One man said he feels nothing has changed in the last 10 months since Floyd's death. And he wants to know his family will be safe from police. About the trial, one of the organizers said she felt the first day went well for the prosecution. There's a strong sense of unity here, a lot of different groups coming together for this. And in fact, more than 20 Twin Cities organizations came together, teamed up, to put this on.

FRANK VASCELLARO: All right. David, thank you for the update.

AMELIA SANTANIELLO: Only one broadcast reporter's allowed inside the courtroom each day. And that person provides notes for media outlets around the world. Today, WCCO reporter Esme Murphy had that front-row seat. And she joins us right now. Esme, what was the emotion like inside the courtroom today?
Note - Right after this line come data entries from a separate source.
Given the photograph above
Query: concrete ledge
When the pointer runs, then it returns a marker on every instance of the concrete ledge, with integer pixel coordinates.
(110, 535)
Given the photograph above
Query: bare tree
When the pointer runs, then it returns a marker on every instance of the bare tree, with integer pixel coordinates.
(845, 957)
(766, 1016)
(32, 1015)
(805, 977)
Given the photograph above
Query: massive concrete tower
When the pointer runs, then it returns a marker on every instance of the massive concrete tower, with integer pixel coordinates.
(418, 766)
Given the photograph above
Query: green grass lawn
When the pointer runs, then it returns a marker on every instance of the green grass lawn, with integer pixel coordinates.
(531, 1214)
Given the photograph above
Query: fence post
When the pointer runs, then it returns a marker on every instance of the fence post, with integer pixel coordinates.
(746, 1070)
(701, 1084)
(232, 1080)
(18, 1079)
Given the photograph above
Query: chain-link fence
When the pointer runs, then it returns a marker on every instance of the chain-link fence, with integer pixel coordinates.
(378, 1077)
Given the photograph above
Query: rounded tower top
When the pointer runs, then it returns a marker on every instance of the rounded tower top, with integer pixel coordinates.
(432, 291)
ESME MURPHY: It was so tense, Amelia. One of the interesting things that happened today was the playing of that infamous video, that 9 minutes and 29 seconds that Derek Chauvin had his knee on George Floyd's neck. What came clear in jury selection is that most of these jurors, actually all of them, had not seen the entire video before today. One of them hadn't even seen any of it. They'd only seen just small clips.

And you could see as they watched this video-- they were facing directly towards me. You could see their eyes. One of them gripped the hands of their arm rest. Another held her hand over part of her head. You could see that they were-- appeared shaken by this. Again, they had never seen it.
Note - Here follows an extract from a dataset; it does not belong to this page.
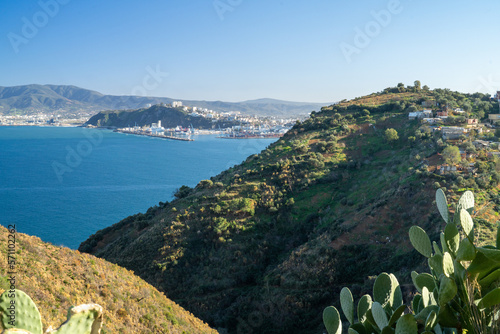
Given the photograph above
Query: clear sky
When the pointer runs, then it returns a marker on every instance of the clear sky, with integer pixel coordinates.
(235, 50)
The other thing this video was on four separate screens inside this courtroom blown up. And it didn't lose any resolution. In other words, it was completely clear. You could see the details. You could see George Floyd's eyebrows. You could see his nose. You could see his mouth. And it's a very powerful video because it goes on for so long.
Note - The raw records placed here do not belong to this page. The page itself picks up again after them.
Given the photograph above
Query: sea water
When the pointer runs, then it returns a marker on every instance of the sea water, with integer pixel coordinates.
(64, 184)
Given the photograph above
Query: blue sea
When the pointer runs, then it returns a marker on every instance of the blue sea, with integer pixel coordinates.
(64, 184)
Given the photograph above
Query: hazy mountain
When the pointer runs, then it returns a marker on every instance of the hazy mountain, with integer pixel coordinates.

The other thing was how close I was to Derek Chauvin, about eight feet. You could see him turning around consulting with his attorney. He is clearly involved in this case in terms of his own defense. And the prosecution, it's clear that they have a lot of weapons there. You had Jerry Blackwell, a prosecutor who joined the team pro bono, who gave the opening statements today.

So it was a unique view of a scene that is really remarkable that's playing out in front of the world's eyes. And the jurors, I must say, really are a reflection of our entire community, an extremely diverse jury.

AMELIA SANTANIELLO: Esme, what was Derek Chauvin's demeanor when that video was playing? I know that everybody's wearing masks. So you can't really see their expression, but what can you tell us about him?

ESME MURPHY: Well, you know, I could-- I could see it at times because he was wearing a mask, but he was actually looking at the different screens. And I had a screen that was kind of behind me. So he actually pivoted and looked kind of over me towards the screen. So he was just looking at himself with his knee on George Floyd's neck. And then at times he was taking notes. But it was such a sort of surreal scene to see this man look at this video that-- that has horrified so many.

AMELIA SANTANIELLO: All right, Esme, thank you.